Selain menulis cerita pendek, M. Balfas juga menulis cerita anak-anak, naskah drama, puisi, esai, dan biografi. Biografi yang ditulisnya, antara lain, adalah biografi Dr. Tjipto Mangunkoesoemo. Penulisan biografi tersebut merupakan kegiatan penerbit Djambatan yang menyelenggarakan satu seri "Cermin Kehidupan", yaitu seri biografi tokoh politik. H.B. Jassin (1985) memuji bahwa Muhammad Balfas telah bekerja sungguh-sungguh dalam menulis biografi itu. Dia dinilai telah berhasil memperkenalkan tokoh pejuang Tjipto Mangunkoesoemo dan tokoh lain, seperti Ki Hadjar Dewantoro, Douwes Dekker, Abdul Muis, Dr. Sutomo, dan K.H. Agus Salim.

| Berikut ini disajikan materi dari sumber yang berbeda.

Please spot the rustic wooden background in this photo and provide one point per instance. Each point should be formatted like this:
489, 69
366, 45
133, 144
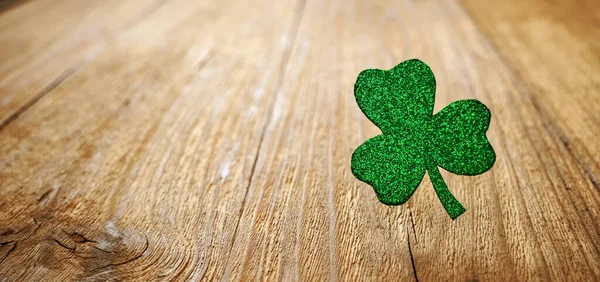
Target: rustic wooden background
211, 140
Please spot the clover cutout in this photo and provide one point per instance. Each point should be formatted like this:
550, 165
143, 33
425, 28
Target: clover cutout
414, 140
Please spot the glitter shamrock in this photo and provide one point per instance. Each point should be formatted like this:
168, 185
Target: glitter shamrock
414, 140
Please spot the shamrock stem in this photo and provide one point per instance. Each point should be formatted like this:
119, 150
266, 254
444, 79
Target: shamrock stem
451, 204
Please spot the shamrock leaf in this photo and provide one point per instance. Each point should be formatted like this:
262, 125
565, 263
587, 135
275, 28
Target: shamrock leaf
414, 140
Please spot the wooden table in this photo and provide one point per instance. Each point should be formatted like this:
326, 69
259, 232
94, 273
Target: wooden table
204, 140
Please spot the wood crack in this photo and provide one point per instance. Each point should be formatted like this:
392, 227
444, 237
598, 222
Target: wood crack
47, 89
136, 257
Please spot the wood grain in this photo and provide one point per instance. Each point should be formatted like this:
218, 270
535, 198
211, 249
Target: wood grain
211, 140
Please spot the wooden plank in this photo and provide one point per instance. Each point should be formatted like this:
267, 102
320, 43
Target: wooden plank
306, 217
534, 216
44, 42
212, 140
137, 165
555, 48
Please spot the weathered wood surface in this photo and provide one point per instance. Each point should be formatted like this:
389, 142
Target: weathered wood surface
205, 140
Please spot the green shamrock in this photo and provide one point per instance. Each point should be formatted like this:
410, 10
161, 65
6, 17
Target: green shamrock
414, 140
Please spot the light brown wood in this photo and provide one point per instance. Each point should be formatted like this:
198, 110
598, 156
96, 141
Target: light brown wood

Karya Muhammad Balfas berupa cerita pendek, novel, drama, cerita anak, esai, dan biografi, baik yang telah dibukukan maupun yang tersebar di majalah atau surat kabar. Berikut ini adalah karya yang berupa cerita pendek, yakni (1) "Anak Revolusi" dalam Gema Suasana, No. 5, Tahun 1, 1948, (2) "Malam Sepi di Senen" dalam Gema Suasana, No. 8, Tahun 1, 1948, (3) "Si Enoh Buta" dalam Daya, No. 13, Tahun 1, 1949, (4) "Rumah di Sebelah" dalam Zenith, No. 8, Tahun 1, 1951, (5) "Si Gomar" dalam Indonesia, No. 1—2, Tahun 2, 1951, (6) "Si Gomar" dalam Indonesia, No. 12, Tahun 1, 1951, (7) "Dosa Tak Berampun" dalam Lenita, No. 8, Tahun 1, 1951, (8) "Kampung Tjawang" dalam Orientatie, No. 44, Januari--Juni 1952, (9) "Matinja Seorang Bapa" dalam Konfrontasi, No. 18, 1957, (10) "Seniman Gagal" dalam Zaman Baru, No. 5, Tahun 7, 1957, (11) "Orang-Orang Penting" dalam Star Weekly, No. 6—10, Tahun XII, 1957, (12) "Menanti Surat Marti" dalam Kisah, No. 3, Tahun 4, Maret 1966, (13) Lingkaran-Lingkaran Retak (kumpulan tjerita pendek, 1952, Balai Pustaka). Selanjutnya, karyanya yang berupa novel adalah (1) Retak (1965), Pustaka Antara, Malaysia, (2) Si Gomar (belum selesai) sedangkan karyanya yang berupa drama (1) "Tamu Malam" dalam Indonesia, No. 9—10, Tahun 8, 1957. Karya yang berupa cerita anak adalah (1) Suling Emas, 1956, Djambatan, (2) Anak-Anak Kampung Djambu, 1960, Djambatan, dan karyanya yang berupa biografi berjudul (1) Dr. Tjipto Mangoenkoesoemo Demokrat Sejati, 1952, Djambatan.